CI License: MIT Python 3.10+ MCP

A multi-agent Retrieval-Augmented Generation system exposed as an MCP server. Ask a question and a LangGraph pipeline plans the retrieval, pulls evidence from a pgvector knowledge base, optionally augments it with live web research, drafts a cited answer, and then self-critiques it for grounding — revising until the answer is supported by the sources.

It plugs into any MCP client (Claude Code/Desktop, Cursor, Windsurf, …) as three tools: ingest, ask, and search.

Why this design? A bare RAG endpoint is easy to copy; a multi-agent system that verifies its own answers and ships as an MCP server is not. The architecture is the moat — "easy to buy, hard to replicate."


Architecture

flowchart LR
    Q([Question]) --> P[🧭 Planner<br/>plan + search queries]
    P --> R[📚 Retriever<br/>pgvector top-k]
    R --> W[🌐 Web Researcher<br/>Firecrawl • optional]
    W --> S[✍️ Synthesizer<br/>cited answer]
    S --> C{🔎 Critic<br/>grounded?}
    C -- needs revision --> S
    C -- grounded --> A([Answer + citations])

    subgraph Stores
      DB[(Supabase<br/>pgvector)]
    end
    R <-->|cosine search| DB

    classDef agent fill:#1e293b,stroke:#7C3AED,color:#e2e8f0;
    class P,R,W,S,C agent;

Agent

Model / tool

Responsibility

Planner

Claude (claude-opus-4-8, adaptive thinking)

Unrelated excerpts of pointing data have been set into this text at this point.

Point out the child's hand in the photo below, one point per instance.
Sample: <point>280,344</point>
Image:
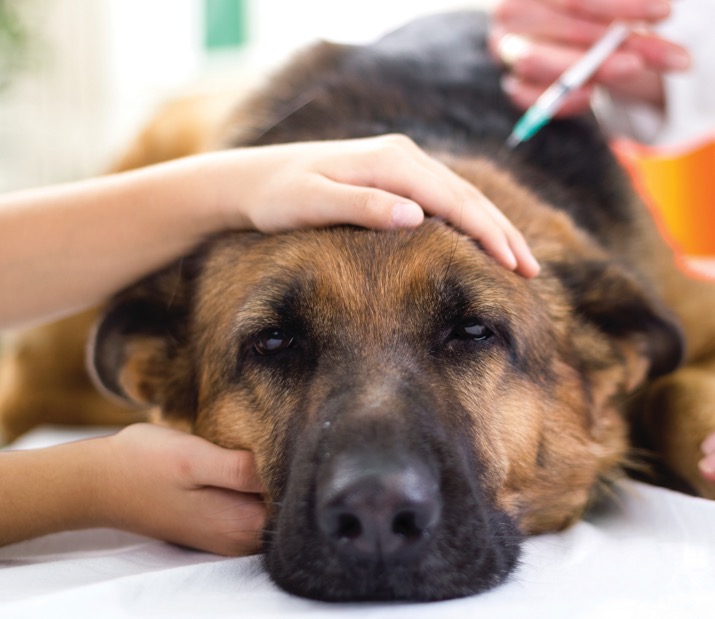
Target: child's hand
<point>538,40</point>
<point>707,464</point>
<point>181,488</point>
<point>379,182</point>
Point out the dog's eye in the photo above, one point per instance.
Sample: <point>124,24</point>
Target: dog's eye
<point>272,341</point>
<point>472,331</point>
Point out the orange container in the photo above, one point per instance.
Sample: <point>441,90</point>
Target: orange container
<point>679,186</point>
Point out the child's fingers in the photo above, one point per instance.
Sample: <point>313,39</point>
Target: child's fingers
<point>537,19</point>
<point>226,468</point>
<point>707,464</point>
<point>707,467</point>
<point>403,169</point>
<point>648,10</point>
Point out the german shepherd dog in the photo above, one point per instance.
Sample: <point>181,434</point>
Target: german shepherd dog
<point>416,409</point>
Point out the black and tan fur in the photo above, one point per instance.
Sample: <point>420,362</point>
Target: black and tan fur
<point>415,408</point>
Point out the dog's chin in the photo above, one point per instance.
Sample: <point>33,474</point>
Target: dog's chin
<point>473,549</point>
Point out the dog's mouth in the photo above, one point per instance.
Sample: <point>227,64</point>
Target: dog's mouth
<point>376,527</point>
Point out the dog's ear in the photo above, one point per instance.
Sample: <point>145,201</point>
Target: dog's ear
<point>139,350</point>
<point>622,307</point>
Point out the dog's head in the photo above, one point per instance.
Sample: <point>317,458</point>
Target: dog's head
<point>414,408</point>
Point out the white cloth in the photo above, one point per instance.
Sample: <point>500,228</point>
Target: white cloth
<point>689,97</point>
<point>649,553</point>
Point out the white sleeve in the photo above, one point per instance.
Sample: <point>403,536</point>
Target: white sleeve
<point>689,97</point>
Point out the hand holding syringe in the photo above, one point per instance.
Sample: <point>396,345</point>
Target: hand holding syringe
<point>576,76</point>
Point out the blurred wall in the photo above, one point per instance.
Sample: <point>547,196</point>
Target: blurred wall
<point>99,67</point>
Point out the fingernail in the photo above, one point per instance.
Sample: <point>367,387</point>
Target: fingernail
<point>677,60</point>
<point>406,215</point>
<point>625,64</point>
<point>658,9</point>
<point>708,446</point>
<point>512,48</point>
<point>707,467</point>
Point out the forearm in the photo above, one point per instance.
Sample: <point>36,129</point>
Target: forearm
<point>67,248</point>
<point>48,490</point>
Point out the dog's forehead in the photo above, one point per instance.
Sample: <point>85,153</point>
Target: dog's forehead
<point>352,272</point>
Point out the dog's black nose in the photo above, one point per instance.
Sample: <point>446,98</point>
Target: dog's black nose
<point>376,511</point>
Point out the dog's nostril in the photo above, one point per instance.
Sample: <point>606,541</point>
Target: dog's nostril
<point>375,513</point>
<point>405,524</point>
<point>348,527</point>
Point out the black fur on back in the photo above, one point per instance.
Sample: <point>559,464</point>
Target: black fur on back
<point>435,81</point>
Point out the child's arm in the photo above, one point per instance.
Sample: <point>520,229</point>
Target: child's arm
<point>69,247</point>
<point>145,479</point>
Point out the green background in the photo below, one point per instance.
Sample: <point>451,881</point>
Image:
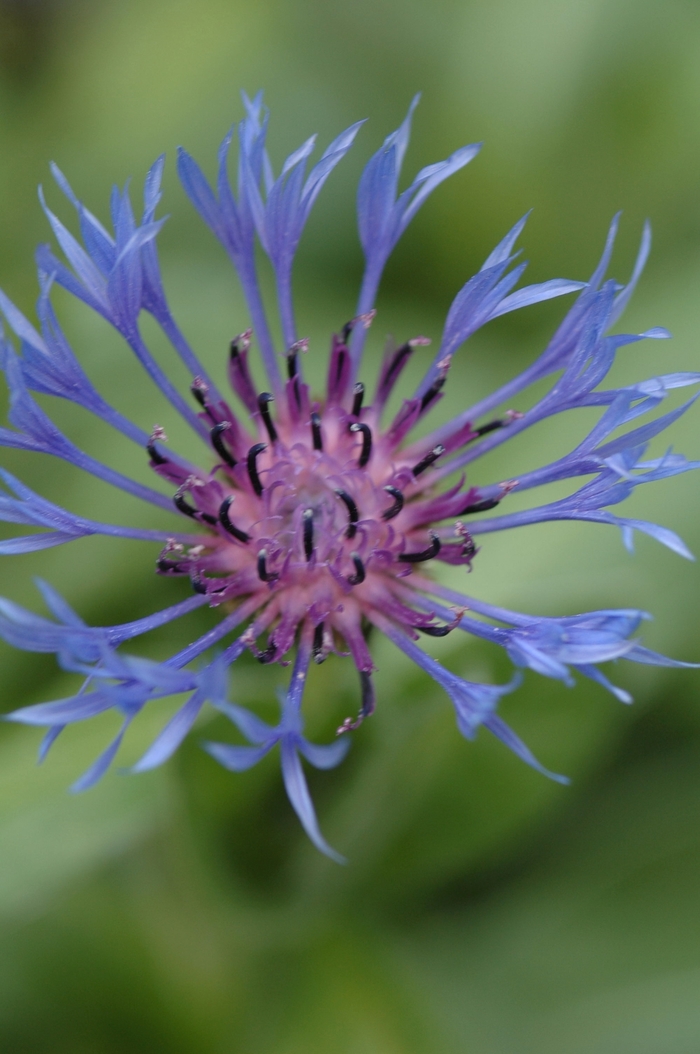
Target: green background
<point>484,910</point>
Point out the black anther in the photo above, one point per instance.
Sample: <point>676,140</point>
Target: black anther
<point>154,455</point>
<point>367,690</point>
<point>358,394</point>
<point>215,435</point>
<point>316,437</point>
<point>267,656</point>
<point>252,466</point>
<point>491,427</point>
<point>170,567</point>
<point>183,506</point>
<point>367,443</point>
<point>307,525</point>
<point>226,521</point>
<point>240,343</point>
<point>394,509</point>
<point>360,574</point>
<point>489,503</point>
<point>469,548</point>
<point>318,656</point>
<point>352,512</point>
<point>264,401</point>
<point>436,630</point>
<point>417,558</point>
<point>263,572</point>
<point>199,390</point>
<point>431,456</point>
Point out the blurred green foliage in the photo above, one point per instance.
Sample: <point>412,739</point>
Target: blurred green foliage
<point>484,910</point>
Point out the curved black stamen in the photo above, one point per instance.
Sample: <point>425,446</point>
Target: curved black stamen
<point>469,548</point>
<point>352,512</point>
<point>431,393</point>
<point>200,390</point>
<point>264,401</point>
<point>417,558</point>
<point>226,522</point>
<point>318,656</point>
<point>499,423</point>
<point>154,455</point>
<point>366,707</point>
<point>267,656</point>
<point>394,509</point>
<point>263,572</point>
<point>484,506</point>
<point>307,526</point>
<point>215,435</point>
<point>316,437</point>
<point>252,466</point>
<point>361,573</point>
<point>358,394</point>
<point>431,456</point>
<point>366,451</point>
<point>170,566</point>
<point>367,690</point>
<point>183,506</point>
<point>439,630</point>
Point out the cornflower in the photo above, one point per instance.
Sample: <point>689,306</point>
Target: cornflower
<point>316,519</point>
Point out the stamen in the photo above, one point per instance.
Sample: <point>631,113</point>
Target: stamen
<point>267,656</point>
<point>366,319</point>
<point>252,466</point>
<point>292,364</point>
<point>226,521</point>
<point>200,390</point>
<point>263,572</point>
<point>361,573</point>
<point>170,567</point>
<point>507,418</point>
<point>367,705</point>
<point>183,506</point>
<point>154,455</point>
<point>352,512</point>
<point>367,443</point>
<point>217,442</point>
<point>394,509</point>
<point>316,437</point>
<point>488,503</point>
<point>431,456</point>
<point>468,544</point>
<point>158,433</point>
<point>264,401</point>
<point>417,558</point>
<point>240,344</point>
<point>358,394</point>
<point>318,656</point>
<point>307,525</point>
<point>443,630</point>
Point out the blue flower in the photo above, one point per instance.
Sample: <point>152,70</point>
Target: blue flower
<point>310,523</point>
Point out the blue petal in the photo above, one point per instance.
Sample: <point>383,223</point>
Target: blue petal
<point>297,793</point>
<point>238,759</point>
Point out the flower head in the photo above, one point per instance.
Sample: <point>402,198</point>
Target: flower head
<point>315,515</point>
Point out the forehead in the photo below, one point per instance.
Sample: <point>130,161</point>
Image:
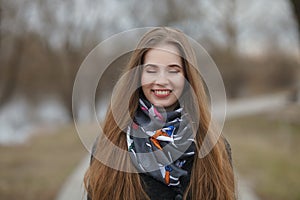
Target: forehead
<point>163,54</point>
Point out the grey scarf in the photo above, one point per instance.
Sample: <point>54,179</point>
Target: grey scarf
<point>160,142</point>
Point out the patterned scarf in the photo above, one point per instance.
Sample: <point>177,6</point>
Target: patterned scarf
<point>160,142</point>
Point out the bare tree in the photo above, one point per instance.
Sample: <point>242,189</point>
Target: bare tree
<point>295,94</point>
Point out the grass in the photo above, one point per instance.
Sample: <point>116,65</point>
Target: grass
<point>38,169</point>
<point>266,152</point>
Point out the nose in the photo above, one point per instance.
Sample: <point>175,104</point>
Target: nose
<point>162,78</point>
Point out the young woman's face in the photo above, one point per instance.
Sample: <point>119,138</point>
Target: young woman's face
<point>163,76</point>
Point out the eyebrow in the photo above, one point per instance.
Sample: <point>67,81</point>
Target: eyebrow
<point>155,65</point>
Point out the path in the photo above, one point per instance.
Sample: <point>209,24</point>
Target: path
<point>73,187</point>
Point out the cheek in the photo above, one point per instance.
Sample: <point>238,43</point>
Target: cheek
<point>145,80</point>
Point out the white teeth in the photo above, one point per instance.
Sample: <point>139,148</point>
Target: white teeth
<point>162,92</point>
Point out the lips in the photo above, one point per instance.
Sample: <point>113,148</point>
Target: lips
<point>161,93</point>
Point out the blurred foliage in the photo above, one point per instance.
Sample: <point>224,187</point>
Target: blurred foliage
<point>266,151</point>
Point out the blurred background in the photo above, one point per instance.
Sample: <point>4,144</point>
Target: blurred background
<point>255,45</point>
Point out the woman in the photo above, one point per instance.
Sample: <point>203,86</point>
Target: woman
<point>167,122</point>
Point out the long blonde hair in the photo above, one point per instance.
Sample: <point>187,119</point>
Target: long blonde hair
<point>211,177</point>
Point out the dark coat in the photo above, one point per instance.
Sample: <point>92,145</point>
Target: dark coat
<point>157,190</point>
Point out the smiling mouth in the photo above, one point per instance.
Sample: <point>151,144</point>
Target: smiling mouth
<point>161,93</point>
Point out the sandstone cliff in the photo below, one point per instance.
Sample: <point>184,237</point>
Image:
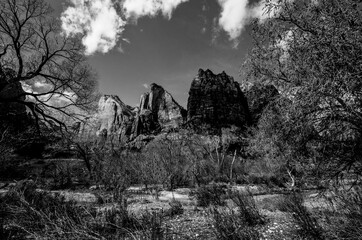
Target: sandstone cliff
<point>158,111</point>
<point>120,123</point>
<point>216,101</point>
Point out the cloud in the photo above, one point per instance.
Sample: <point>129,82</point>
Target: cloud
<point>233,17</point>
<point>236,14</point>
<point>97,20</point>
<point>140,8</point>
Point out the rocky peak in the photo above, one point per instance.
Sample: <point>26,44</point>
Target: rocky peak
<point>217,101</point>
<point>158,110</point>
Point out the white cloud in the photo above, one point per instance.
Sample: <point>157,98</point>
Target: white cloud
<point>97,20</point>
<point>236,14</point>
<point>233,17</point>
<point>140,8</point>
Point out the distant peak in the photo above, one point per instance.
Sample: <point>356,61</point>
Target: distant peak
<point>208,72</point>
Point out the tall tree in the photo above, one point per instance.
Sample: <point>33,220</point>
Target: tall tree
<point>49,65</point>
<point>311,50</point>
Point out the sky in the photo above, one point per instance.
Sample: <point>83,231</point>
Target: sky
<point>133,43</point>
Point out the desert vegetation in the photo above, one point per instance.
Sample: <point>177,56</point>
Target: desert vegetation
<point>294,172</point>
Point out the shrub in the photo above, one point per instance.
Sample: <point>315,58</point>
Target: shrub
<point>247,208</point>
<point>176,208</point>
<point>152,226</point>
<point>309,226</point>
<point>240,222</point>
<point>39,215</point>
<point>346,222</point>
<point>210,195</point>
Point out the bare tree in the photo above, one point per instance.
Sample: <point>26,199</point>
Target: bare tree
<point>311,51</point>
<point>49,64</point>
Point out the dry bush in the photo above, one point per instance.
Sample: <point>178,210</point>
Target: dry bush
<point>346,221</point>
<point>229,225</point>
<point>213,194</point>
<point>240,222</point>
<point>309,227</point>
<point>30,213</point>
<point>247,208</point>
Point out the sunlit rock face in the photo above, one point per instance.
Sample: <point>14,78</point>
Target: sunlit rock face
<point>120,123</point>
<point>112,122</point>
<point>216,101</point>
<point>259,96</point>
<point>158,111</point>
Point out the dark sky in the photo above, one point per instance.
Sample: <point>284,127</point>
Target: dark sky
<point>166,51</point>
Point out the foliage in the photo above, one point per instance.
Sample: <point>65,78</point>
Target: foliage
<point>309,226</point>
<point>213,194</point>
<point>34,51</point>
<point>345,220</point>
<point>310,50</point>
<point>247,208</point>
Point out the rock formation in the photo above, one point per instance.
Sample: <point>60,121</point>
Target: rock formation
<point>216,101</point>
<point>121,123</point>
<point>157,111</point>
<point>259,96</point>
<point>113,120</point>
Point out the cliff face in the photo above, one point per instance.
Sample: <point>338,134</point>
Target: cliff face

Decompose the question into focused search queries

Retriever

Voyage embeddings + pgvector

Cosine top-k over the knowledge base

Web Researcher

Firecrawl (optional)

Augment with live web results when a key is set

Synthesizer

Claude

Draft an answer grounded in context, with [n] citations

Critic

Claude

Verify grounding; loop back for revision if unsupported


Related MCP server: AI MCP System

MCP tools

Tool

Arguments

Returns

ingest

url: str

Scrapes the URL, chunks + embeds it, stores it. { url, chunks_added }

ask

question: str

Runs the full pipeline. { answer, citations, plan, grounded }

search

query: str, k: int = 5

Retrieval only — top-k chunks with similarity scores


Quickstart

# 1. Install (Python 3.10+)
uv venv && uv pip install -e ".[dev]"     # or: pip install -e ".[dev]"

# 2. Configure
cp .env.example .env                       # fill in ANTHROPIC_API_KEY, VOYAGE_API_KEY, DATABASE_URL

# 3. Create the vector table (Supabase SQL editor or psql)
psql "$DATABASE_URL" -f sql/schema.sql

# 4. Run the MCP server (stdio by default)
agentic-rag-mcp

Connect it to Claude Code

claude mcp add agentic-rag -s user \
  --env ANTHROPIC_API_KEY=sk-ant-... \
  --env VOYAGE_API_KEY=pa-... \
  --env DATABASE_URL=postgresql://... \
  -- agentic-rag-mcp

Then, from the client: "ingest https://example.com/docs""ask: how do I configure X?".


How it works

  1. Plan — Claude turns the question into a short plan + 1–5 search queries.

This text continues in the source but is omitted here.